大正十五年という時代背景も、作品の雰囲気に影響を与えているように思います。パトロンとそれに依存する若者、という関係性や、野球という当時の比較的新しい娯楽。そうした時代の空気が、物語に独特の質感を与えています。現代の感覚からすると、少し古風に感じられる部分もあるかもしれませんが、それがまた魅力の一つとも言えます。
庄太郎という人物の造形が、この作品の核となっていることは間違いありません。彼は決して知能犯ではありません。むしろ、計画はずさんで、どこか場当たり的です。しかし、その大胆さ、悪びれなさ、そして異常なまでの自己肯定感(あるいは現実逃避)が、読者に強烈な印象を残します。「ここまでクズだと清々しい」という感想は、まさに的を射ていると感じます。
短編でありながら、人間の暗い衝動、嘘、自己欺瞞といったテーマを鋭く描き出している「灰神楽」。派手なトリックや猟奇的な事件があるわけではありませんが、犯人の内面に深く切り込み、読者の心をざわつかせる力を持った作品だと思います。「妙な味」がないどころか、人間の心の「妙」を見事に切り取った、味わい深い一編だと、私は感じました。
まとめ
この記事では、江戸川乱歩の短編小説「灰神楽」について、物語の詳しい筋道と、私の個人的な感想を詳しくお話しさせていただきました。結末までのネタバレを含んでいますので、これから読もうと思っていた方は、その点をご理解いただけたかと思います。

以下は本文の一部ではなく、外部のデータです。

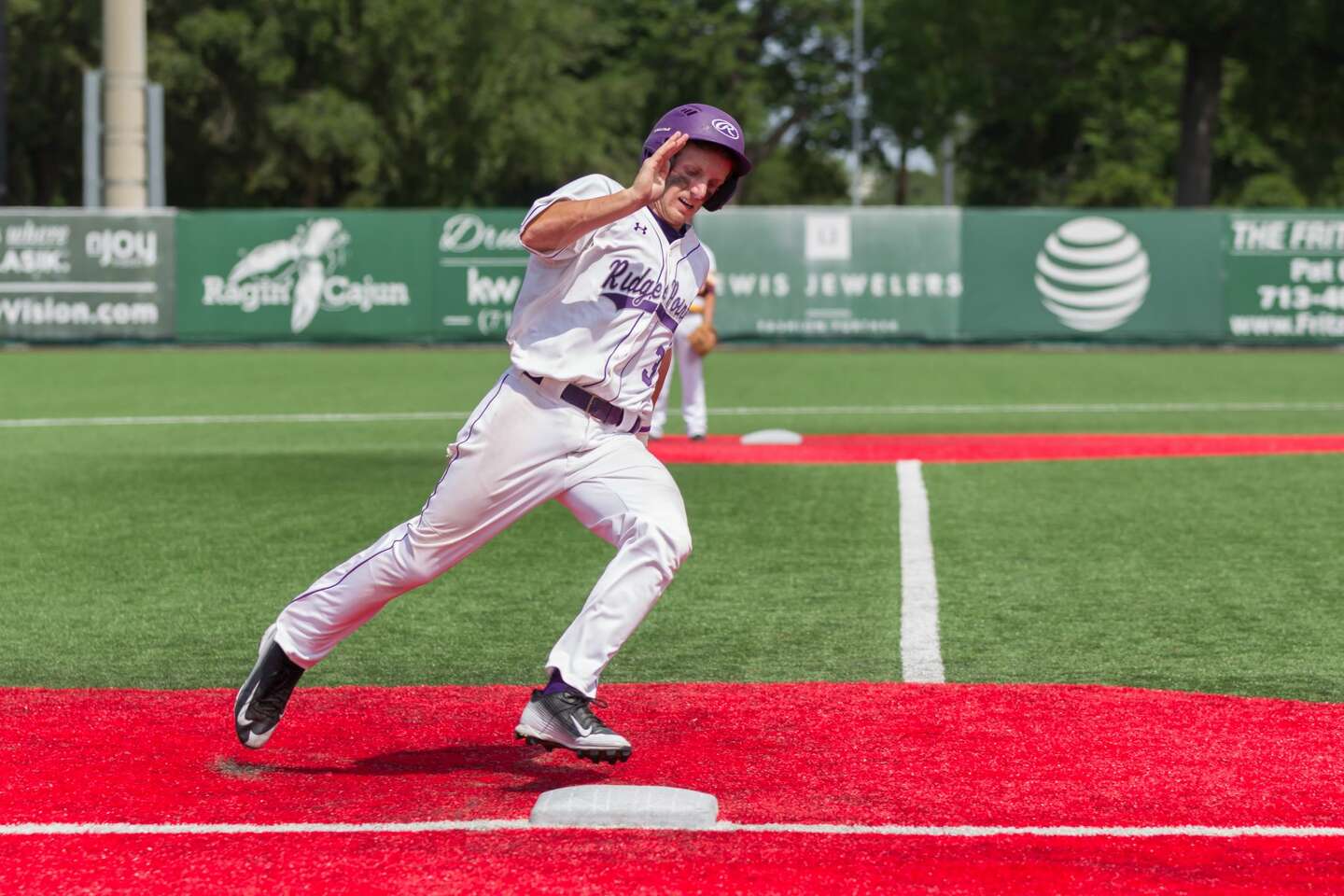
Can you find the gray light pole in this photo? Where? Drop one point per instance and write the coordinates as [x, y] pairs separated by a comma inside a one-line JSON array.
[[5, 103], [857, 116], [124, 103]]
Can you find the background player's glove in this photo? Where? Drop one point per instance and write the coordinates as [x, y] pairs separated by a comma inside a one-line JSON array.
[[703, 339]]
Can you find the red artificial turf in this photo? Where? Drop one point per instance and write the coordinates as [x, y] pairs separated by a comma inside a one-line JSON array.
[[984, 448], [851, 754], [582, 862]]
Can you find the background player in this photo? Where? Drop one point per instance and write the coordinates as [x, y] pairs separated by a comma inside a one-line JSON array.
[[690, 361], [611, 275]]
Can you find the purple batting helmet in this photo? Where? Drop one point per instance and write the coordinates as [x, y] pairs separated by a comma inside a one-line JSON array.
[[708, 125]]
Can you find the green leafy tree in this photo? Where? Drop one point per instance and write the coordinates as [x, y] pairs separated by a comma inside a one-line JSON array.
[[50, 48]]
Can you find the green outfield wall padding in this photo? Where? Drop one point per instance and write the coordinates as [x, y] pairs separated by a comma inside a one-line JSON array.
[[787, 274], [305, 275], [1081, 274], [1283, 277], [880, 274]]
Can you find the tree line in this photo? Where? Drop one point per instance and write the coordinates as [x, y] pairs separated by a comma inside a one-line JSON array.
[[441, 103]]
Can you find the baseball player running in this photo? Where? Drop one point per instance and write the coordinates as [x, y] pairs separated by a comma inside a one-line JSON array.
[[610, 280], [693, 339]]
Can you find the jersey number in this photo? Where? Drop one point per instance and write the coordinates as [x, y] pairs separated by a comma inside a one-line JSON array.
[[651, 375]]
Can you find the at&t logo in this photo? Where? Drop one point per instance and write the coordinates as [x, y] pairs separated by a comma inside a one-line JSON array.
[[1092, 274]]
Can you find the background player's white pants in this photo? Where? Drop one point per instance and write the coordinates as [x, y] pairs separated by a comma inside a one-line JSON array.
[[519, 448], [691, 369]]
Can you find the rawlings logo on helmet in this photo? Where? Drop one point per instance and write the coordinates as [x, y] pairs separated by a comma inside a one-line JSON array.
[[710, 125], [726, 128]]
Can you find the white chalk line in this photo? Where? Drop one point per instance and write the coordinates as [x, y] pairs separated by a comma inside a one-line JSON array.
[[489, 825], [921, 654], [839, 410]]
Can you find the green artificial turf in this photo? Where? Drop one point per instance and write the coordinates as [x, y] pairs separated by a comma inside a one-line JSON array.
[[153, 555], [1200, 574]]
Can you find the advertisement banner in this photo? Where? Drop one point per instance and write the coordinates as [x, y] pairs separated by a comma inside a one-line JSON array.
[[73, 275], [1283, 277], [824, 274], [304, 275], [479, 268], [1096, 275]]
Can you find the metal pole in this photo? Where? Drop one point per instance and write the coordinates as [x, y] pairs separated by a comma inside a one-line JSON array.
[[949, 193], [124, 136], [155, 136], [93, 138], [5, 103], [857, 186]]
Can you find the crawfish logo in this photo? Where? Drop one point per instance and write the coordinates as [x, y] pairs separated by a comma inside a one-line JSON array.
[[301, 272], [316, 250]]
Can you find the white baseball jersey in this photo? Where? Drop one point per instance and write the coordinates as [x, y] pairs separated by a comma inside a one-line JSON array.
[[602, 311], [599, 314]]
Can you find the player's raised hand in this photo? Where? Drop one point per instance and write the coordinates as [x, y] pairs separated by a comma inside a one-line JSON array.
[[653, 174]]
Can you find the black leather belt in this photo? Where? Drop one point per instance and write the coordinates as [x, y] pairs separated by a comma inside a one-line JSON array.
[[592, 404]]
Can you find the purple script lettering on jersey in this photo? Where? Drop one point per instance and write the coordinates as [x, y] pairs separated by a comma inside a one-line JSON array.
[[636, 289]]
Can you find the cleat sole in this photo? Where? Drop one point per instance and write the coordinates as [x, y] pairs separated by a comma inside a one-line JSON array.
[[595, 757]]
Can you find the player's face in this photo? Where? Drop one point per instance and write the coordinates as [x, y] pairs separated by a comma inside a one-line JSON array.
[[696, 174]]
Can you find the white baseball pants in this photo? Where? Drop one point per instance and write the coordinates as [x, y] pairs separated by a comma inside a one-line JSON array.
[[691, 370], [522, 445]]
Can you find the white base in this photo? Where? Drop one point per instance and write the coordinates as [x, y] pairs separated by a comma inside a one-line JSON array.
[[772, 437], [625, 806]]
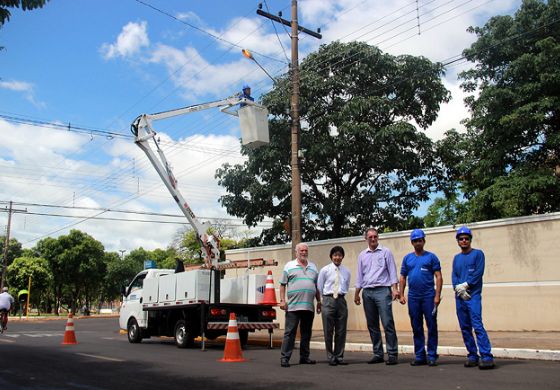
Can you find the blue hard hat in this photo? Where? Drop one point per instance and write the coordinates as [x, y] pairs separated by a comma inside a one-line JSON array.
[[416, 234], [463, 230]]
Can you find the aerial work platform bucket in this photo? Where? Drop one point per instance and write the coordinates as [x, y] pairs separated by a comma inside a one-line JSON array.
[[253, 122]]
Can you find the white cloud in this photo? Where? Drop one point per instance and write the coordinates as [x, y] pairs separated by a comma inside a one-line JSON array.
[[131, 40], [26, 88], [194, 75]]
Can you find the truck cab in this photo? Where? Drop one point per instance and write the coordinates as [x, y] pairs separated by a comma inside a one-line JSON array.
[[132, 317]]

物語は、主人公の庄太郎が衝動的に友人を殺害し、その罪を隠蔽しようとするところから始まります。彼は、被害者の弟が失くした野球のボールを利用し、事件を事故に見せかけようと画策します。この大胆かつ危うい計画と、犯人である庄太郎の視点から描かれる心理描写が、この作品の大きな特徴です。
私の感想としては、庄太郎という人物の、常人には理解しがたい精神構造や、自己保身のためなら他者の心を踏みにじることも厭わない冷酷さが、非常に印象的でした。彼の仕掛けたトリックは稚拙な部分もありますが、その悪あがきとも言える必死さ、そして最終的にあっけなく計画が破綻する結末も含めて、人間の弱さや愚かさを巧みに描いていると感じます。
江戸川乱歩自身は「妙な持ち味がない」と評したそうですが、私は犯人の異常心理描写にこそ、乱歩らしい「妙な味」が凝縮されているように思えました。短編ながら、読後に様々なことを考えさせられる、読み応えのある作品です。もし未読でしたら、ぜひ一度手に取ってみてはいかがでしょうか。